(1)青果物の仕入れ・販売~流通を支える現場力~
 当社の事業の中核を成すのは、国産青果物の仕入れ・販売です。全国のJAから日々出荷される野菜や果物を、各販売先のニーズに応じて適切に供給しています。
 この業務の要は、現場における細やかなコミュニケーションと、長年蓄積された青果物に関する専門知識です(写真3)。生育状況や気象の影響、全国の生産面積の変遷、その時の品質動向など流通に関わる膨大な情報を常に把握し、柔軟かつ迅速に商品提案に反映することで、産地・消費地の双方にとって最適な取引を実現しています。

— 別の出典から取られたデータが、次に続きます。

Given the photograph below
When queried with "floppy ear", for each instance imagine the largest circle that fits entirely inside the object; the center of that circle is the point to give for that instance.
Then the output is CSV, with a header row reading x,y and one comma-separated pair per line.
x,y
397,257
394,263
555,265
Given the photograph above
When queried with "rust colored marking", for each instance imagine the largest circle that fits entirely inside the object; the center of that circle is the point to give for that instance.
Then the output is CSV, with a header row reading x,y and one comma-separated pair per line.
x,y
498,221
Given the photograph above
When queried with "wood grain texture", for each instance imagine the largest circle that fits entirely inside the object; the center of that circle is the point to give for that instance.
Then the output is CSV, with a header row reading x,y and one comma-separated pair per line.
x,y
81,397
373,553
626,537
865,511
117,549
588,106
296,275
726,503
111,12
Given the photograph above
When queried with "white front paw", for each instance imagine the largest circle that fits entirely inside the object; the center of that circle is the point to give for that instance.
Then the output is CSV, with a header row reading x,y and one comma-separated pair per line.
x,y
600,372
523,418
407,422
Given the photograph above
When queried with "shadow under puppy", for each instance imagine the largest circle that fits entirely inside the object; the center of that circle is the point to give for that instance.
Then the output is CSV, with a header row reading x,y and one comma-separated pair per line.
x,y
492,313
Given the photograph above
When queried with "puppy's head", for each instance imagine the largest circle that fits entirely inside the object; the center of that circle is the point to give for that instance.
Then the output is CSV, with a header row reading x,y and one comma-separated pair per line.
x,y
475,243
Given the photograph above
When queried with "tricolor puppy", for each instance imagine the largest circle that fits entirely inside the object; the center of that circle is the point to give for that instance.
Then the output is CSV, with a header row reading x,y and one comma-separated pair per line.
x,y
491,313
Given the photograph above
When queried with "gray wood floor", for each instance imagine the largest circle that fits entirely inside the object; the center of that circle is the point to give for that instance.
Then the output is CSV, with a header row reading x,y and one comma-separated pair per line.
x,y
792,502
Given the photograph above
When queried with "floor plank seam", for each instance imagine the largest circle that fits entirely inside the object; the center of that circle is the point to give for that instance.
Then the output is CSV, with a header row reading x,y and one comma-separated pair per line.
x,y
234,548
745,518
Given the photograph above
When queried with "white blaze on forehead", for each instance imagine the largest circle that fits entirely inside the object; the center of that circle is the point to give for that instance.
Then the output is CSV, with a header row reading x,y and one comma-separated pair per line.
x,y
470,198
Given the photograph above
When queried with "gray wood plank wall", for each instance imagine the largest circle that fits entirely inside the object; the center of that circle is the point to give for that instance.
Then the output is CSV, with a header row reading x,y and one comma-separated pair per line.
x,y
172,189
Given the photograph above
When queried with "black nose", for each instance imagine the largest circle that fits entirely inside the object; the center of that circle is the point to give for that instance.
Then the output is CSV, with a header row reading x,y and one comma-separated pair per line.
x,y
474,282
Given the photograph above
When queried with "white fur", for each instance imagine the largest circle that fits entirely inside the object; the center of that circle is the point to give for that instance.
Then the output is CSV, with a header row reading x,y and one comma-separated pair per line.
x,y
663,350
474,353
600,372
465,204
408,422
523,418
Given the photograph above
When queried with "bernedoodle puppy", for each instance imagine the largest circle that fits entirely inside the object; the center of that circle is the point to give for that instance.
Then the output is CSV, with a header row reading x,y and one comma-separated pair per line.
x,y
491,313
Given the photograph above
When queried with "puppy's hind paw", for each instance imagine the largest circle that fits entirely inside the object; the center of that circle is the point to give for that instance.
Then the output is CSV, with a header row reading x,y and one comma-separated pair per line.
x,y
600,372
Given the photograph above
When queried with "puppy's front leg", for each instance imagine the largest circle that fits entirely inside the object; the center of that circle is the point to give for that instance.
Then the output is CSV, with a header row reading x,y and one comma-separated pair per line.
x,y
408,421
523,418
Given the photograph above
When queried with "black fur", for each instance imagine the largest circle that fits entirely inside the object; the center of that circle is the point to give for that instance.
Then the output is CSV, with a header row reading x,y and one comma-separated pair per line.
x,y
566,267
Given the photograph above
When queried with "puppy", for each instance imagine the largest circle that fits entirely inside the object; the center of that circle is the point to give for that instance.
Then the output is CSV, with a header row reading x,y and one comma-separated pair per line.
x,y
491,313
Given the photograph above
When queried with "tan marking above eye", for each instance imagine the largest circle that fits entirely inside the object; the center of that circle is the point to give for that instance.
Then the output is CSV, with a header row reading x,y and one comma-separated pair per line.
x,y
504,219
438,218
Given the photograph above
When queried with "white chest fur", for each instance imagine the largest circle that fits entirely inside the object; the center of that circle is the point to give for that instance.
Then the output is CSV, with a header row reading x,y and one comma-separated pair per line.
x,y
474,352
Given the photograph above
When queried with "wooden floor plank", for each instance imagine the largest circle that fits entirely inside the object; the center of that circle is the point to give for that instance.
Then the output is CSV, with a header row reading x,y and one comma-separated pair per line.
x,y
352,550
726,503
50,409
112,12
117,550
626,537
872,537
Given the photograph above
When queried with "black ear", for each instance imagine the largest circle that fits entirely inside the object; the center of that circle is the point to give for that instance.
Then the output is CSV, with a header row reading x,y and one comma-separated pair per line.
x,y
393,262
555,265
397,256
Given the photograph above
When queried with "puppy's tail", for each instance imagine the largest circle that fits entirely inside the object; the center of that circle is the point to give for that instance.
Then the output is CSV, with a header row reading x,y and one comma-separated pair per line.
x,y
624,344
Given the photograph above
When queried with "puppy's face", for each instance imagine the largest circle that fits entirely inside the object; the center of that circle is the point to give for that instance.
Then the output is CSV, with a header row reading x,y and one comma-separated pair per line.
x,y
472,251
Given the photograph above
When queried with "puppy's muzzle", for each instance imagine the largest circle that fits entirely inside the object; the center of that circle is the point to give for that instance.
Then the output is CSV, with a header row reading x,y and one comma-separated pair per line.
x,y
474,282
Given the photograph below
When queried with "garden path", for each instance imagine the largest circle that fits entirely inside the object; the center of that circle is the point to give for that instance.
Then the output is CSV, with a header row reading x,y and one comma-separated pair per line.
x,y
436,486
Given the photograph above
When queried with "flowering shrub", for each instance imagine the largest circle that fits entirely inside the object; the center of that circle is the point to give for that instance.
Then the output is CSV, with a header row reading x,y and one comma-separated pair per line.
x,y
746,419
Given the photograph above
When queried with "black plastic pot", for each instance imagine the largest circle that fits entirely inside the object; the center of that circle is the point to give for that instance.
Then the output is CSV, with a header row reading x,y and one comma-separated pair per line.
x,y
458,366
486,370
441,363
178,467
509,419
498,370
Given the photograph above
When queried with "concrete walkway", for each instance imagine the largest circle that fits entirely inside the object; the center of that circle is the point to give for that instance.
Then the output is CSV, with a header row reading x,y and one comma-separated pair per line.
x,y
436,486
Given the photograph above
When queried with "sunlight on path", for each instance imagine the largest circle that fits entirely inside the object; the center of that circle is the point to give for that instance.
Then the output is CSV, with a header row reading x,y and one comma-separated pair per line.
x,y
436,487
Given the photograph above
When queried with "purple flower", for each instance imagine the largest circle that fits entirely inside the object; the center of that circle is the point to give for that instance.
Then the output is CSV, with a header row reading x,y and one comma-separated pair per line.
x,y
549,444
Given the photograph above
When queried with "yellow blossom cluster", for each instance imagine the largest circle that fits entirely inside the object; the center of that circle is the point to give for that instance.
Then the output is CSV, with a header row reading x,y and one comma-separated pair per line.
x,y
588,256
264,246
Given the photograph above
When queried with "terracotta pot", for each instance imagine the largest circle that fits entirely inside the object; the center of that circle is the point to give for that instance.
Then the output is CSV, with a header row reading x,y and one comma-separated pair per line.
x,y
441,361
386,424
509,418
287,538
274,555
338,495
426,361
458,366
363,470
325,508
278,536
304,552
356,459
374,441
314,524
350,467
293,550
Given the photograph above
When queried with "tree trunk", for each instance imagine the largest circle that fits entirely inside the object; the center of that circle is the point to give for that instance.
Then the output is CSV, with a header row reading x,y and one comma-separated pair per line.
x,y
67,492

 また、近年では、契約栽培や新たに産地と販売先を結びつける取り組みを強化し、年間を通じた安定供給と付加価値の創出による販売単価の向上にも注力しています。例えば、品種による売り場の差別化、産地から販売先へ直送することによる物流効率化と鮮度訴求、ウェブを用いたヴァーチャル収穫体験、販売先と一体となった果樹の植樹プロジェクトなどです。これらの取り組みなどが、生産者の経営の安定化、消費者の新しい購買体験につながっています。
 
 (2)産地と販売先の間で機能する~小分け包装とセットセンター運営~
 
(2)産地と販売先の間で機能する~小分け包装とセットセンター運営~
 消費地における販売現場では、消費動向の多様化に伴い、青果物のパッケージ形態や量目のニーズが細分化しています。そこで当社では、小分け包装事業を展開し、商品価値の向上に努めています。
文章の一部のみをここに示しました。